Ab 1927 – als die Zweite Republik noch nicht ausgerufen worden ist und das Land die letzten Schwanzschläge der Diktatur von Miguel Primo de Rivera erlebt – finden sich in der „Idella“auch die Annoncen eines ausländischen Unternehmens für Schuhindustriemaschinen: G. Schulmerich, mit Sitz in der Calle Alfonso XIII Nummer 41.
Im Herzen Eldas
Die „Idella“war eine Zeitung, die von der aufstrebenden Bourgeoisie illustrer Industrieller gelesen wurde und somit all jenen Geschäftsmännern, die mit der Schuhindustrie zu tun hatten. Ich begann, den Ursprung dieses deutschen Unternehmens zu erforschen, das in einer der Straßen ansässig war, die seinerzeit das neuralgische Zentrum Eldas gewesen sein musste: Dort befand sich auch das Casino Eldense, die Banco de Elda, Correos y Telégrafos, etc. Eine Straße, die von Hinz und Kunz und zu jeder Zeit besucht wurde.
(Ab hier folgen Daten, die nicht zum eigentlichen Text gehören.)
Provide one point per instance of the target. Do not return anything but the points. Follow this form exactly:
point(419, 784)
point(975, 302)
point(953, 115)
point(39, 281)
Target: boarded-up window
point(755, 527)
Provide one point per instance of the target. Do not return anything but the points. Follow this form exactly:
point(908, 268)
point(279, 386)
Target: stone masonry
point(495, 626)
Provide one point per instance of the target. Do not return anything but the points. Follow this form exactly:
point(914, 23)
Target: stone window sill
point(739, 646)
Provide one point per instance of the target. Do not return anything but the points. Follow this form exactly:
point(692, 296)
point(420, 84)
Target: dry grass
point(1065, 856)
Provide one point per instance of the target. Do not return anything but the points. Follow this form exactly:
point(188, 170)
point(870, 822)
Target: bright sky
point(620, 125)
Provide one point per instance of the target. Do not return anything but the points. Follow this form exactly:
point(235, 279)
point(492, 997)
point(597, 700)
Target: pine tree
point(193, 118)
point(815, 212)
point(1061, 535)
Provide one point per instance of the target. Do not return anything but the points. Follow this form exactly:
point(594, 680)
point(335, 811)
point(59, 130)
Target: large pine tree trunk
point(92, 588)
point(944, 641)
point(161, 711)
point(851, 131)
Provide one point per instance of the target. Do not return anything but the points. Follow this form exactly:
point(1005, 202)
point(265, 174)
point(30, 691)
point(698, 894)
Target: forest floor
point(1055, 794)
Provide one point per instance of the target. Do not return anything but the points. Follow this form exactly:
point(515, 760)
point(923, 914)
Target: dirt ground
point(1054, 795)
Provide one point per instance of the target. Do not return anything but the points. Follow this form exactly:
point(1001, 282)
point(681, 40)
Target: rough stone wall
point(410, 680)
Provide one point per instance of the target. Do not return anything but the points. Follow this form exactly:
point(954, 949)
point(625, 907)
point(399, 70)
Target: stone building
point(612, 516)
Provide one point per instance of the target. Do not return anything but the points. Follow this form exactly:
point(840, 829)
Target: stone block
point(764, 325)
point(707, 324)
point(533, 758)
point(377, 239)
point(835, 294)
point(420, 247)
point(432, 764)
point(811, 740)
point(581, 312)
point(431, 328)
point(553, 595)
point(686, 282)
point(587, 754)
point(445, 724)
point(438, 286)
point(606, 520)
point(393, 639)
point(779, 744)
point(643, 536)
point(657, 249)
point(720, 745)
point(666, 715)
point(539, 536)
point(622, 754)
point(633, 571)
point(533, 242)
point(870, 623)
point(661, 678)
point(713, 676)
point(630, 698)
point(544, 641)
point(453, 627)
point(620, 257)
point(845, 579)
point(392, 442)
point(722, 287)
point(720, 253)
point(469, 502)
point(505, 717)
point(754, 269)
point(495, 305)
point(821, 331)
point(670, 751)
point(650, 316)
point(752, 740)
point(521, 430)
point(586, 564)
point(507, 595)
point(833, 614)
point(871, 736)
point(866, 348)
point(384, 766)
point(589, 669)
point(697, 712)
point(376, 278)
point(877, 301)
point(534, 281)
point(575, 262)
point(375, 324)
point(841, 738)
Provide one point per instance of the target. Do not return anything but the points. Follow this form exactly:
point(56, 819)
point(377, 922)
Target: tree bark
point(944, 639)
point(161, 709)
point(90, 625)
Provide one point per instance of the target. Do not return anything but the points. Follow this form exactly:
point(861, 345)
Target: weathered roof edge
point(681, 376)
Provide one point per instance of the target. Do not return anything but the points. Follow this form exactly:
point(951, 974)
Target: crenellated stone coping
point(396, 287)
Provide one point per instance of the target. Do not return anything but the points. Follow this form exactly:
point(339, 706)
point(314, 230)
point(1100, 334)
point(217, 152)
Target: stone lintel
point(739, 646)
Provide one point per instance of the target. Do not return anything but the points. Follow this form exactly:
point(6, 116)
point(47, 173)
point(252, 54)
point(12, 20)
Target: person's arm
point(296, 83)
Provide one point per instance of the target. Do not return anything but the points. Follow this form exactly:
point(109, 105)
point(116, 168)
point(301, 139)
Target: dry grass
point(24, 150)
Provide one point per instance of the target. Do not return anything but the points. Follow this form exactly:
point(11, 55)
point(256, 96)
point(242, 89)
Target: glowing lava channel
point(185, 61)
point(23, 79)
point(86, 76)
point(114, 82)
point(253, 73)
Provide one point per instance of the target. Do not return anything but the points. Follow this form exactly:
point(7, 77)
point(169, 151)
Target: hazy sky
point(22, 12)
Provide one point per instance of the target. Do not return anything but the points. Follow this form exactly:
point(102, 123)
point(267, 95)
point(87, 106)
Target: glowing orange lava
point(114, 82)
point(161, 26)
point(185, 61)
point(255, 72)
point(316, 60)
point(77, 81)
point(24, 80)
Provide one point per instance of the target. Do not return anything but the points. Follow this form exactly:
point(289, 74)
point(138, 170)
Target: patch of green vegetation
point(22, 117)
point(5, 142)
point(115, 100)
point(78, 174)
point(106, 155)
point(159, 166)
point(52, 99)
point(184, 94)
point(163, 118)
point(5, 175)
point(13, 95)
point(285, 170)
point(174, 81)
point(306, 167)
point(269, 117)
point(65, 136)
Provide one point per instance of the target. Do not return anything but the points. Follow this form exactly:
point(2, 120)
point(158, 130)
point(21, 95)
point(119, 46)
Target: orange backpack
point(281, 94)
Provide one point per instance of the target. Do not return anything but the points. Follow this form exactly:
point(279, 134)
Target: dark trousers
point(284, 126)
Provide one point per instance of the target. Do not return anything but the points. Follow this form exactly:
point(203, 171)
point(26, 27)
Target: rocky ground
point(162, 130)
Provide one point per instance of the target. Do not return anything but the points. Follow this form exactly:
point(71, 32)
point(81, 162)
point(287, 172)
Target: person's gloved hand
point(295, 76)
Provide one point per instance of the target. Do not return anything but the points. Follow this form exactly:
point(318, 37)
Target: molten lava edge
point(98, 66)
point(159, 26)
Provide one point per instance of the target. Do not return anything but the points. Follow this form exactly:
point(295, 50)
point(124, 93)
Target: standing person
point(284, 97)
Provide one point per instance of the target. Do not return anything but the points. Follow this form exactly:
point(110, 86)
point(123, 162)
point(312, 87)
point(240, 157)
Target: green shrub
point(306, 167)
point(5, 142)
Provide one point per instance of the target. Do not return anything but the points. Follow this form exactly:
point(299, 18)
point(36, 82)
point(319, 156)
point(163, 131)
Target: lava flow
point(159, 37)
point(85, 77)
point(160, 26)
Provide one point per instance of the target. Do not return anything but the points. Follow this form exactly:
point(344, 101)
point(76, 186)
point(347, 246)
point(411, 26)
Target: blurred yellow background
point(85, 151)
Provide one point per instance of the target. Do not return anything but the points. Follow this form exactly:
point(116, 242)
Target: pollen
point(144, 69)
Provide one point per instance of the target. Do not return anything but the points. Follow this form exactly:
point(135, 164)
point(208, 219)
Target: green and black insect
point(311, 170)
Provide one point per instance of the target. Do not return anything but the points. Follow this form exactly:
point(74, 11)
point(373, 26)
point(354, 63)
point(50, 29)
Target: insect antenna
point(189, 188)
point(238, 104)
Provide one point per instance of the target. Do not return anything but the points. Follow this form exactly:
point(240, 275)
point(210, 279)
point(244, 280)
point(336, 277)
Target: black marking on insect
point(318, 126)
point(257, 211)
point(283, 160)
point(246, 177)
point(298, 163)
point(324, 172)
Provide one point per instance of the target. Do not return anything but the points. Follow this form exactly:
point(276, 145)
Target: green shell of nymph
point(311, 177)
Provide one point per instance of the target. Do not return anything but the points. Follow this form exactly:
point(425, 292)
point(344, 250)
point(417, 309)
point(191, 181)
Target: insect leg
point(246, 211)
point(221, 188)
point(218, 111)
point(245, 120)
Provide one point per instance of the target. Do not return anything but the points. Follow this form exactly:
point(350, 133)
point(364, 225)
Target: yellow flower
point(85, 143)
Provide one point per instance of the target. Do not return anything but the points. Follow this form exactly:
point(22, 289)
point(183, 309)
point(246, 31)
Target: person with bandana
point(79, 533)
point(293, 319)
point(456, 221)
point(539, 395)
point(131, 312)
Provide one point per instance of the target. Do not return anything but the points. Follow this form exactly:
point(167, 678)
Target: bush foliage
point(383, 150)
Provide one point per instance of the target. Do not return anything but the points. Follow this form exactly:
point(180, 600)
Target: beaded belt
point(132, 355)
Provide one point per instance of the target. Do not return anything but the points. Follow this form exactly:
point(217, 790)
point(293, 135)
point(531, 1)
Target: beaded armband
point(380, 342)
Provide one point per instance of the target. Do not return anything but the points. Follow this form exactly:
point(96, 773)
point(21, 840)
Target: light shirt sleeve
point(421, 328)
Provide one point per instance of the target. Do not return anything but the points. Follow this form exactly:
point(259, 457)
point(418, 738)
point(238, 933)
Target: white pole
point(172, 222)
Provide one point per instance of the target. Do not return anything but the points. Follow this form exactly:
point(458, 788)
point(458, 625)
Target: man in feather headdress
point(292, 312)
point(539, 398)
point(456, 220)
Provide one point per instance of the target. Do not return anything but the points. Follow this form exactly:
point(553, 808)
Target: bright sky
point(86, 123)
Wenn also dieser Unternehmer – außer seinem Produkt – etwas besitzen musste, dann war es Geschäftssinn: überzeugende Werbung und Firmensitz in einer der meistfrequentierten Zonen Eldas.
In einer Ausgabe der „Idella“, unter der Rubrik „Notas locales y generales“schreibt der Redakteur Folgendes: „Das bedeutende Haus für Maschinen und Artikel der Schuhfabrikation G. Schulmerich, das unser hochverehrter José Antonio Cárdenas vertritt, hat den Mechanikexperten Max Weil ernannt, um mit größter Gewissenhaftigkeit die Wünsche der zahlreichen Kunden zu bedienen.“
Gustav Schulmerich ist ein äußerst dynamischer Geschäftsmann. Während seiner ersten Jahre in Spanien entscheidet er sich offenbar, noch nicht in den Ankauf eines Gebäudes zu investieren, um eine eigene Niederlassung in der Stadt zu eröffnen, so wie dies die Konkurrenz macht. Eines der Pionierunternehmen des Sektors ist dabei zum Beispiel die US-amerikanische United Shoe Machinery Corp. (USMC), mit Niederlassungen in Elda und Barcelona.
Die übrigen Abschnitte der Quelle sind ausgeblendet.